# What to do with nominal variables in a mixed data set?

… and I keep looking for a definitive answer … (so do not read on, if you expect one!)

I would like to perform PCA on a mixed dataset of nominal and continuous variables. Examples for such variables  are gender (m/f; nominal), living on a farm (y/n; nominal) and and organic contaminant concentration data (continuous). The nominal variables cannot be ordered.

According to Kolenikov & Angeles the problem is that

“discrete data tend to have high skewness and kurtosis, especially if the majority of the data points are concentrated in a single category”

[Kolenikov & Angeles, 2004, The Use of Discrete Data in PCA: Theory, Simulations, and Applications to Socioeconomic Indices].

In brief – if using my data as is, since I have lots of data in a single category, I am potentially introducing a bias. Furthermore, in a board post on methodspace.com it has been stated that

“the problem is that when the distributions are far from 50:50 for a dichotomous variable, the correlations are suppressed.”

This is certainly the case for my data. But also a first step towards a solution is offered (reiterating Kolenikov & Angeles’ suggestion)

” You can also go for estimating polychoric/ tetrachoric correlations. Here you assume that each binary (or ordered discrete) indicator is a manifestation of underlying continuous variables, and so you estimate the correlations between these underlying variables.”

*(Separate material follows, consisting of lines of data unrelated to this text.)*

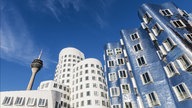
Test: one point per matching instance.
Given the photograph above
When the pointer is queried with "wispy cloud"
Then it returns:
(100, 21)
(16, 43)
(58, 8)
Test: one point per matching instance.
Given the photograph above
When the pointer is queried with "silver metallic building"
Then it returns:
(158, 60)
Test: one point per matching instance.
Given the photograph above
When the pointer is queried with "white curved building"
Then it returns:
(78, 83)
(68, 57)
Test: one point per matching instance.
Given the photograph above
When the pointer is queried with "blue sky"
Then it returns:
(27, 26)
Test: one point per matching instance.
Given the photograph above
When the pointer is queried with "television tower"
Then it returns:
(36, 65)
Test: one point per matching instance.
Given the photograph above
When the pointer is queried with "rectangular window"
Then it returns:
(147, 18)
(141, 61)
(31, 101)
(118, 51)
(7, 101)
(109, 52)
(146, 78)
(182, 12)
(116, 106)
(125, 89)
(185, 62)
(134, 36)
(169, 44)
(182, 92)
(166, 12)
(188, 37)
(162, 51)
(171, 69)
(112, 76)
(19, 101)
(157, 29)
(42, 102)
(122, 73)
(128, 105)
(178, 23)
(111, 63)
(120, 61)
(114, 91)
(152, 99)
(137, 47)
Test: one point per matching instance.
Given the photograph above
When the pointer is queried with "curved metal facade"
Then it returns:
(121, 98)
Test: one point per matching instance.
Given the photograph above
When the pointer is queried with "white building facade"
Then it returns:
(78, 83)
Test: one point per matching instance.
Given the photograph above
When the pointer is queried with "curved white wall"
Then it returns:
(88, 85)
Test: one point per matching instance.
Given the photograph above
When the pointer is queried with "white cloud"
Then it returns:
(16, 42)
(52, 6)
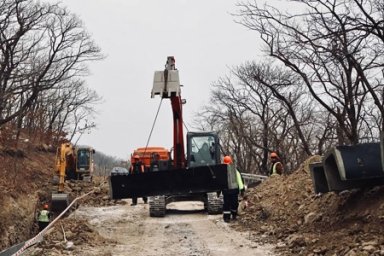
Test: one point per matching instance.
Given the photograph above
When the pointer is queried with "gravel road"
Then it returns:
(186, 230)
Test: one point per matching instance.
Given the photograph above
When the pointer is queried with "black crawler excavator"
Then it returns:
(196, 176)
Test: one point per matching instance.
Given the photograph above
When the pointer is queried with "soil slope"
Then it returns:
(284, 210)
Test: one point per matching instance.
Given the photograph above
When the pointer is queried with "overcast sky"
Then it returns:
(137, 36)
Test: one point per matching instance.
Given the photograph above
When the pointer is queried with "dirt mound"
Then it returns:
(24, 173)
(285, 210)
(68, 234)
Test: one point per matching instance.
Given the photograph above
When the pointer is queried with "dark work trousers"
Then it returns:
(134, 200)
(231, 203)
(42, 225)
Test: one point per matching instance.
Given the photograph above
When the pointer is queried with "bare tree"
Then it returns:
(42, 46)
(323, 47)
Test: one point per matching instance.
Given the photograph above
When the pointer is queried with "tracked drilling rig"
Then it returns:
(196, 176)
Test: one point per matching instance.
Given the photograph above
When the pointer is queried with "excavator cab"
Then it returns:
(202, 149)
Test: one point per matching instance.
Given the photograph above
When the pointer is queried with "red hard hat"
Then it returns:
(227, 160)
(274, 155)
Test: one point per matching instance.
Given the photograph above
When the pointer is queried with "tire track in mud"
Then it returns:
(132, 232)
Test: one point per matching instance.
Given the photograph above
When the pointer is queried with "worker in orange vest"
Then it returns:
(44, 217)
(136, 168)
(276, 166)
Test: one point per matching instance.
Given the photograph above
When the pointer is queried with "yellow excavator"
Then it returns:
(72, 163)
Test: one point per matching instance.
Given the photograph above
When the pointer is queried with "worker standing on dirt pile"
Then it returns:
(231, 196)
(276, 167)
(44, 217)
(136, 168)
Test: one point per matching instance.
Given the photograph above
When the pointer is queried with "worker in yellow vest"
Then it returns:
(276, 166)
(231, 196)
(44, 217)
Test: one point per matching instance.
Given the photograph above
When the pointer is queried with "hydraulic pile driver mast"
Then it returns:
(171, 89)
(196, 176)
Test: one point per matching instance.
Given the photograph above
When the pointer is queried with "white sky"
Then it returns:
(137, 36)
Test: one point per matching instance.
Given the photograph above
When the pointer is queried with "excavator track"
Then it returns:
(157, 206)
(214, 203)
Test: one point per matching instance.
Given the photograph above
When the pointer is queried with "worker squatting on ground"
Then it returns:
(276, 166)
(136, 168)
(231, 196)
(43, 217)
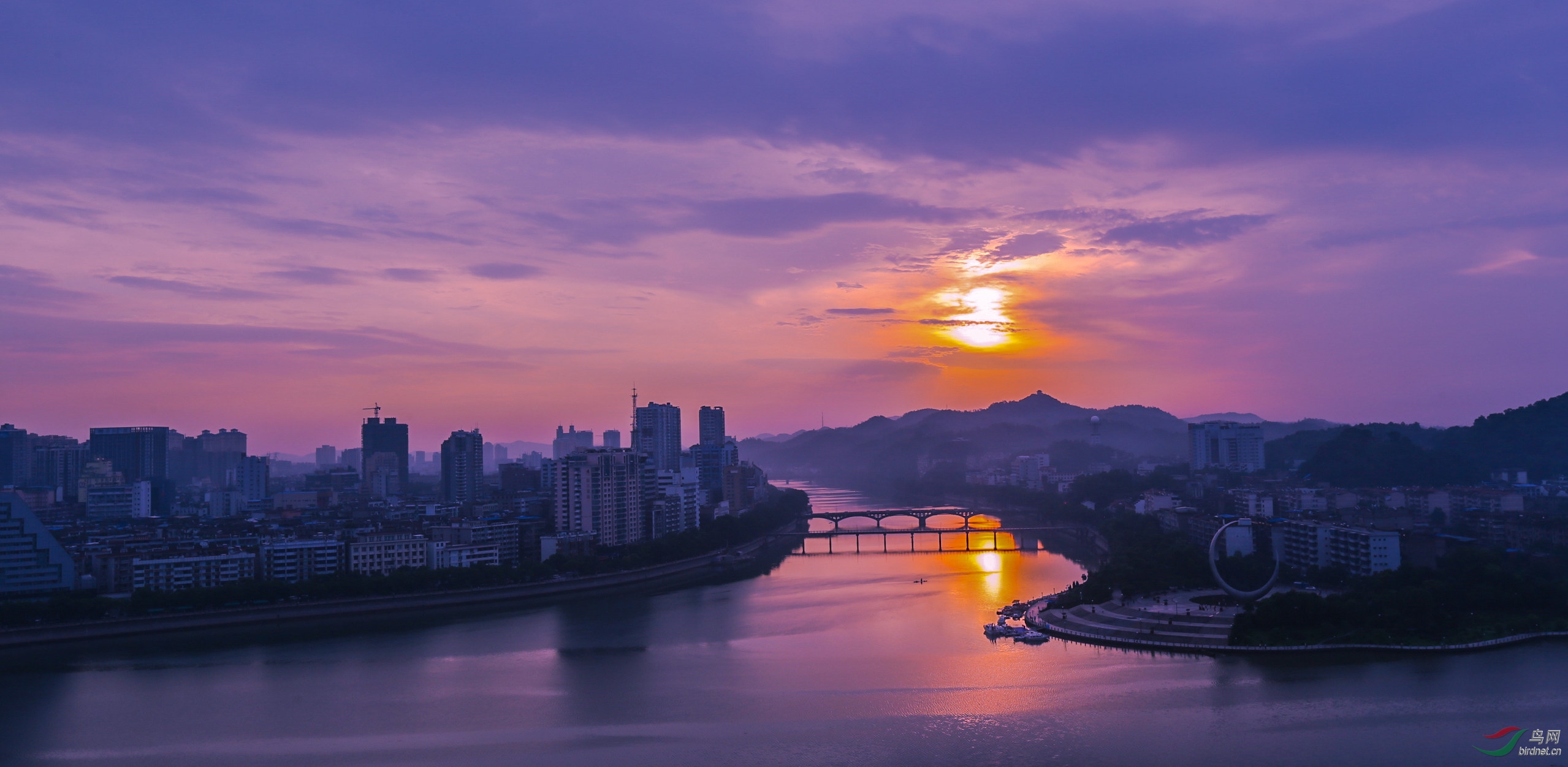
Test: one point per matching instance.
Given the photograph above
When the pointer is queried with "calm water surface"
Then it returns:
(828, 659)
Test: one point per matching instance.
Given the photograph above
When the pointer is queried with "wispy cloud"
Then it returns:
(505, 270)
(189, 289)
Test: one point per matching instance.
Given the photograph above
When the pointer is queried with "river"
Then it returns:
(827, 659)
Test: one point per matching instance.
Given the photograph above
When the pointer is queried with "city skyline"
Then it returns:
(736, 205)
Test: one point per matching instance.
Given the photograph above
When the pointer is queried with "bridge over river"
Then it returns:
(921, 515)
(974, 538)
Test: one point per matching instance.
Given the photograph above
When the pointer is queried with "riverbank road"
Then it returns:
(1139, 623)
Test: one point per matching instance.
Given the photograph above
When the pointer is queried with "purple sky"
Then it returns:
(270, 216)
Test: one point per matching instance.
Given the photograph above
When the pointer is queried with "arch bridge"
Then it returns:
(921, 515)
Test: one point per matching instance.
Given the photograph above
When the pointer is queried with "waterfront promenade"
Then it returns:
(1178, 625)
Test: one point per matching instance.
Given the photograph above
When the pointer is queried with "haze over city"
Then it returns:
(270, 217)
(783, 384)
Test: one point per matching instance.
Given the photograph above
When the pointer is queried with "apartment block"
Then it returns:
(193, 572)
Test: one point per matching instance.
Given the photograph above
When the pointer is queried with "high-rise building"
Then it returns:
(603, 491)
(225, 441)
(711, 426)
(381, 476)
(658, 435)
(742, 485)
(57, 463)
(33, 562)
(463, 466)
(676, 502)
(566, 441)
(251, 476)
(384, 437)
(711, 462)
(1227, 444)
(16, 455)
(140, 454)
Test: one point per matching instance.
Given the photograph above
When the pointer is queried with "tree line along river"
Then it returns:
(825, 659)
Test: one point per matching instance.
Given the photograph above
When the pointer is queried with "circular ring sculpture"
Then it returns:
(1244, 597)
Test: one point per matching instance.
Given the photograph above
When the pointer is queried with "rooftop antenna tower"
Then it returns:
(634, 416)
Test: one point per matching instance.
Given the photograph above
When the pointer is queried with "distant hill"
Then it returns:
(1239, 418)
(885, 452)
(1532, 438)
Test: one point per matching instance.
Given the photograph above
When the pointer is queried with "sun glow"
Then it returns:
(982, 322)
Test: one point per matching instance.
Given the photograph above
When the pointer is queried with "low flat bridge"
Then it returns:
(973, 538)
(921, 515)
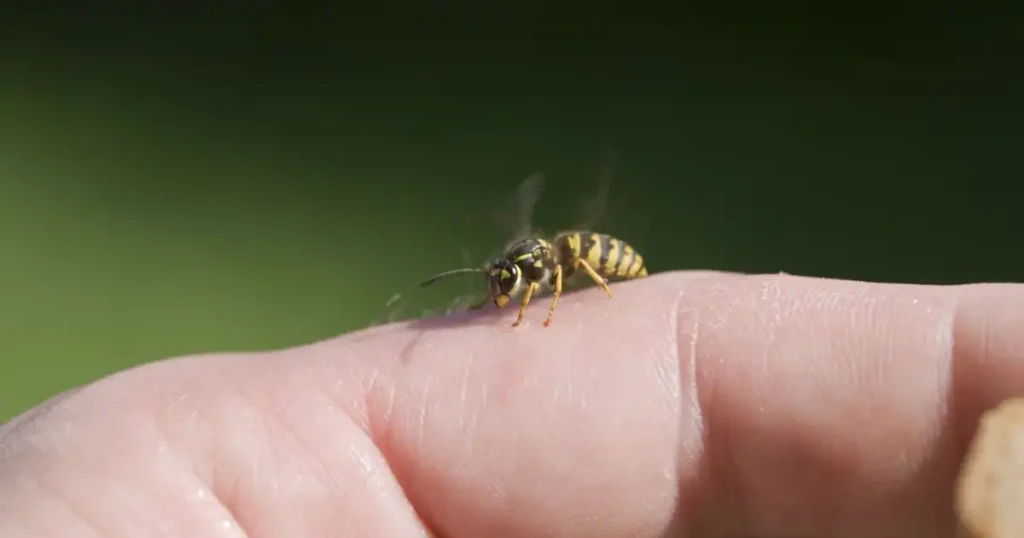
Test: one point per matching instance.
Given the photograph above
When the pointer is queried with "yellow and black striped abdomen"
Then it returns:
(610, 257)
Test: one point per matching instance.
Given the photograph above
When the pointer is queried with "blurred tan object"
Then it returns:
(990, 489)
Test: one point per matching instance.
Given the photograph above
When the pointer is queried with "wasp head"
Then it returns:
(503, 281)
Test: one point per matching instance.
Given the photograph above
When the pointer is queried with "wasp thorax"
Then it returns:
(503, 279)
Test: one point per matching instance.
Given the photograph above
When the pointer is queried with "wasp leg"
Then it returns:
(525, 300)
(597, 278)
(558, 292)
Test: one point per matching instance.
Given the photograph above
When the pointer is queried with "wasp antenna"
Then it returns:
(452, 273)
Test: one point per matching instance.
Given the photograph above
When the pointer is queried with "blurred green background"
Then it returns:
(180, 182)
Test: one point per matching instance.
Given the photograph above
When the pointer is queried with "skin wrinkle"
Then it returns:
(886, 448)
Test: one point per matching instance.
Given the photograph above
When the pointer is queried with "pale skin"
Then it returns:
(691, 404)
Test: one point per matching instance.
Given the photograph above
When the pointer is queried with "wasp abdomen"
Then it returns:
(609, 256)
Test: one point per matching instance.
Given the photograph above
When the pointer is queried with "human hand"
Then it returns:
(690, 404)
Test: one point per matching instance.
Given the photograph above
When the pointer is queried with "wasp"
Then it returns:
(532, 264)
(536, 264)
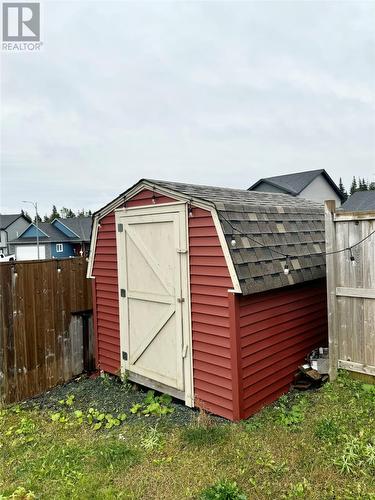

On the stats.stackexchange.com board, different avenues are discussed:

“Although a PCA applied on binary data would yield results comparable to those obtained from a Multiple Correspondence Analysis (factor scores and eigenvalues are linearly related), there are more appropriate techniques to deal with mixed data types, namely Multiple Factor Analysis for mixed data available in the FactoMineR R package. […] The challenge with categorical variables is to find a suitable way to represent distances between variable categories and individuals in the factorial space. To overcome this problem, you can look for a non-linear transformation of each variable — whether it be nominal, ordinal, polynomial, or numerical — with optimal scaling.”

On the other hand, at least for some data sets, polychoric PCA does not significantly improve results, as Kolenikov & Angeles, 2004 admit:

“The gain from using computationally intensive polychoric correlations in getting the “correct” variable weights may not be very large compared to the PCA on ordinal data. However, only the polychoric analysis gives consistent estimates of the explained proportion. […] The misclassification rates, as well as Spearman correlation of the theoretical and empirical welfare indices, are not substantially different between the ordinal, group means and polychoric versions of PCA, although the difference is statistically significant due to huge sample size of the simulation results data set.”

Additionally, in my data set I have the a lot of data below the detection limit (<LOD, coded as zero) and some missing data. The former need to be recoded to better represent an “actual value” since it is not zero. Replacement could be e.g., 1/2 LOD as a simple and often used approach, but bias prone, or, better, Kaplan-Meier estimates (see D. R. Helsel (2005) More than obvious: Better methods for interpreting nondetect data, Environ Sci Technol 39, 419A–423A). A convenient side-effect is the removal of (non-finite) zero values as required for PCA.

As a conclusion I will be trying the following for now – always in a basic (b) and comprehensive approach for comparison (c):

• 1/2 LOD replacement for <LOD values (b)
• Kaplan-Meier estimates for <LOD values (c)
• Replacement of discrete variables: 0.5 & 1 instead of 0 & 1 to make values finite (b)
• Employ the polycor R package to treat discrete variables, hopefully giving me finite values (c)

Other avenues to explore…

• not to carry out PCA, but use the FactominR package for Multiple Factor Analysis
• is optimal scaling using the homals package (which does not work right now in the most recently released version of R. It aborts when loading required rgl package)

The next issue is that I do not know about is how to validate results, yet. I will certainly carry out a detailed analysis & comparison of the (scree, loadings & scores) plots resulting from the approaches described above, first.